Raquel Teran Shares the Importance of the Latino Vote and Immigration Reform

By admin December 24, 2013 21:56

RT BBy Cindy G Castillo

Born in Douglas, AZ and raised in Agua Prieta, Sonora, Raquel Teran has witnessed first-hand the social issues that surround her town of origin.

“I have been involved in the issue of immigration for the last 10 years precisely because I’ve seen how the community where I grew up has been assaulted by the mainstream hate that occurs,” Teran recalls.

As current Director for the Mi Familia Vota organization, Teran’s primary focus is getting Latinos involved in the decision-making process when it comes to their community leaders.

“I am very fortunate to do what I love to do, which is be involved in the community organizing and connecting stories connecting with people and really knowing that the work that one does has an impact in people’s lives.”

The organization’s primary mission is to “unite the Latino community and its allies to promote social and economic justice through increased civic participation.” For Teran, justice lies on the removal of officials who in some way do not represent the values in the community.
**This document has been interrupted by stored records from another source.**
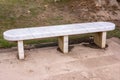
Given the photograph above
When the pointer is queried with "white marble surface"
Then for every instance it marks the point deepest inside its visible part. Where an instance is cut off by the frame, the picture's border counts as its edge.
(57, 30)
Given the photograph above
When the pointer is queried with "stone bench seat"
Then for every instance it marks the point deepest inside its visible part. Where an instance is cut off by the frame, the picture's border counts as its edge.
(60, 31)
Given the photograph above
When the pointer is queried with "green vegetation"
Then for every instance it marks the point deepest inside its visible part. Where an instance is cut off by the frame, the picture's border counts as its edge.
(29, 13)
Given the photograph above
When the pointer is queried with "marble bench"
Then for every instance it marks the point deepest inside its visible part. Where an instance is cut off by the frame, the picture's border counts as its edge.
(60, 31)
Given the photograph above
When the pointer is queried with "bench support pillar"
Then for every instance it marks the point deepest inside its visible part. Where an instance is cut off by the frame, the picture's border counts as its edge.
(20, 50)
(100, 39)
(63, 43)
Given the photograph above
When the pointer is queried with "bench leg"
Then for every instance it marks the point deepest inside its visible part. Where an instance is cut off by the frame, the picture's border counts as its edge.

Teran emphasizes the importance of making sure that there are “fair laws that are going to help our communities grow and that are going to be able to educate children, give them healthcare, [and] be able to have a different way of living,” she said.

Advocating for political justice and equality imposes challenges that Teran is willing to face. She recalls a time she spoke at the Sheriff’s office to the board of supervisors, and a couple days later received a notification for disorderly conduct at her house.

“Every single day there is a story; there is impact. The typical mother or father going to work and never knowing if they’re going to come back. People going through the system, that’s always the motivating factor that drives my work.”

Teran admits to the difficulties that approach along the road, but believes the future to be bright for the Latino community as more leaders emerge.

“I think that as time progresses we are building up our political power. We see more and more of our dreamers come out of the shadows and being very fearless; being just like the leaders that we need.”

Her ultimate message for the community is to never give up when it comes to activism. In order for the community to engage, we have to be dependable and know what the community wants and needs.

“In Arizona, it’s a harsh environment for the immigrant community. We certainly have to hope that we can stop the separation of families, making sure that we are watching closely and holding people accountable.”